La primera vez que escuché opera tenía solo días de nacida. Mi padre, amante de la música, tenía la teoría de que escuchar música clásica afinaba el oído de las personas y las hacía más inteligentes. Por razones obvias no recuerdo aquellas sesiones, pero si recuerdo la primera vez que vi a un cantante de opera entonar algunas notas para mi. Eran los años 70’s y yo sentada en mi gallería escuchaba la opera con la que don Francisco Nadal levantaba al vecindario todos los sábados.

Aquellas tonadas en vez de molestar a los residentes de la cuadra, los hacía más felices, e incluso ya los vecinos le pedían con antelación al Señor Nadal sus operas favoritas para la próxima semana. Yo me sentaba con mis muñecas a escuchas a esas voces de pájaros y truenos.

Un sábado en particular Don Frank cruzó a saludar a mi padre en compañía de un amigo, y mientras esperaba a que papi saliera cruzamos algunas palabras.

-Me gusta esa música don Frank.

-De verdad te gusta?

-Si, es linda

– Esto es para ti, dijo el amigo del Señor Nadal

Entonces el amigo que era un tenor reconocido, del que no recuerdo el nombre sonrió, colocó las manos como si fuera a dar inicio a un recital y empezó a cantar en plena calle la Aria de Fígaro, del Barbero de Sevilla.

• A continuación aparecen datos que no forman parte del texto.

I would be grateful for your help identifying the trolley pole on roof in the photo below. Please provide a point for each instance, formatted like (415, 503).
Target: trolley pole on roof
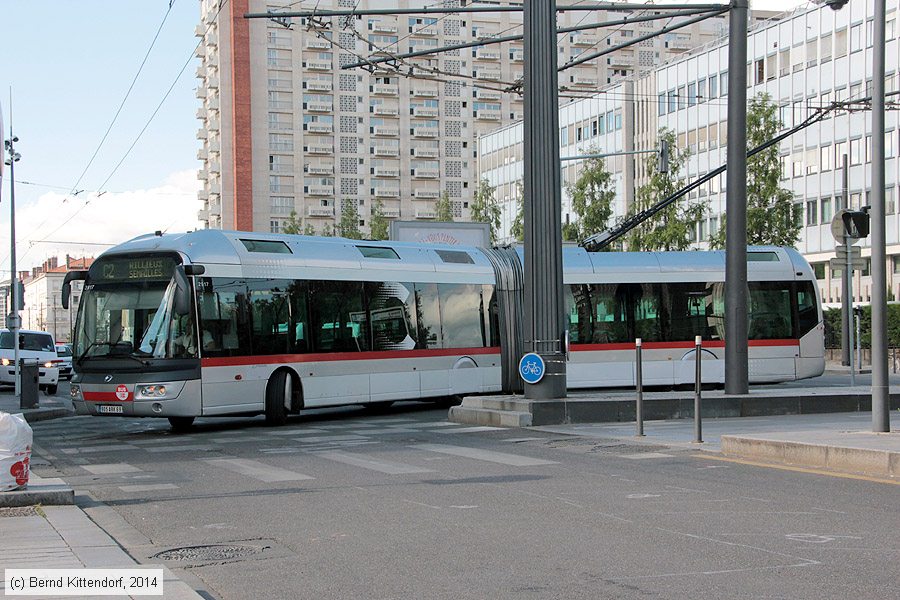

Yo, que en aquel entonces tendría unos 6 ó 7 años me enamoré de aquel señor cantante, bueno, no de el, de su voz y de la gracia con que se movía de un lado a otro mirándome y regalándome aquella opera en medio de la gente, que se iba parando para convertir en teatro aquella gallería construida a principios de siglo. Al terminar la interpretación más de 30 personas aplaudían furiosamente y aquel talentoso cantante se inclinó para agradecer a su público.

Cuando todos prosiguieron su camino el tenor me tomó la mano y la besó. Desde ese día jugaba a extenderle la mano a mi padre para que hiciera lo mismo cada vez que se despedía de mí.